Desmond, Daniel (1913–64), public representative, was born 3 October 1913 in Crosshaven, Co. Cork, the second child of two sons and four daughters of Michael Desmond, carpenter, and his wife, Hanora White, both from Co. Cork. He was educated at the local national school and the Municipal College of Commerce, Cork. While still at school he joined the local branch of the Labour party and became its secretary at the age of 16. A builder's clerk, he became secretary of the Federation of Rural Workers in 1947 and was organiser at county level. Two years later was elected to Cork county council as a Labour candidate. He fought the 1948, 1954, 1957 and 1961 general elections for the Labour party and topped the poll in three of these. He originally represented the Cork south constituency but in 1961 the constituency was enlarged to the new four-seat constituency of mid-Cork. He headed the 1961 poll with over 10,000 first preference votes, 2,680 votes above the quota.
A tremendously hard worker, Desmond was one of the most prominent figures in the Labour party and presented its views on many occasions in parliamentary debates.

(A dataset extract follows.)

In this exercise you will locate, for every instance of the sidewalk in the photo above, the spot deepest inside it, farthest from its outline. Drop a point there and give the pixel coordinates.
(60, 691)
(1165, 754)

His speeches were noted for their fearless sincerity in expressing Labour philosophy and policies. He was the Labour party's chief spokesman on local government, and also had strong views on social issues in parliament, in particular housing, health and education. He was principally responsible for the passing of the local government superannuation act (1956), providing a pension scheme for road workers. His abiding interest was the welfare of rural workers and the rural community generally. He was parliamentary leader of his party during the second inter-party government (1954–7) and he later became deputy leader.
A member of Cork County Council from 1945 until his death, he served on many committees such as the vocational educational committee, Cork housing and sanitary services, Cork health authority (health board) and the assistance board. Always interested in local government, he made some outstanding speeches on housing and health problems. Despite ill health, he participated strongly and at great length in important dáil debates, and continued his constituency duties. He married Eileen Harrington, a civil servant, in 1956, and they had two daughters, Honor and Paula.
Desmond died from a cardiac infarction caused by TB, 9 December 1964, at St Stephen's Hospital, Cork. Eileen Desmond (qv) (d. 2005) succeeded him as Labour deputy for mid-Cork and was minister for health and social welfare 1981–2. His daughter Paula, then chairperson of Cork County Council, and Labour party minister for the environment Brendan Howlin, opened a newly constructed bridge at Belgooley, Co. Cork, named after him in 1996. Two housing estates in Carrigaline and Passage West were also named in his honour.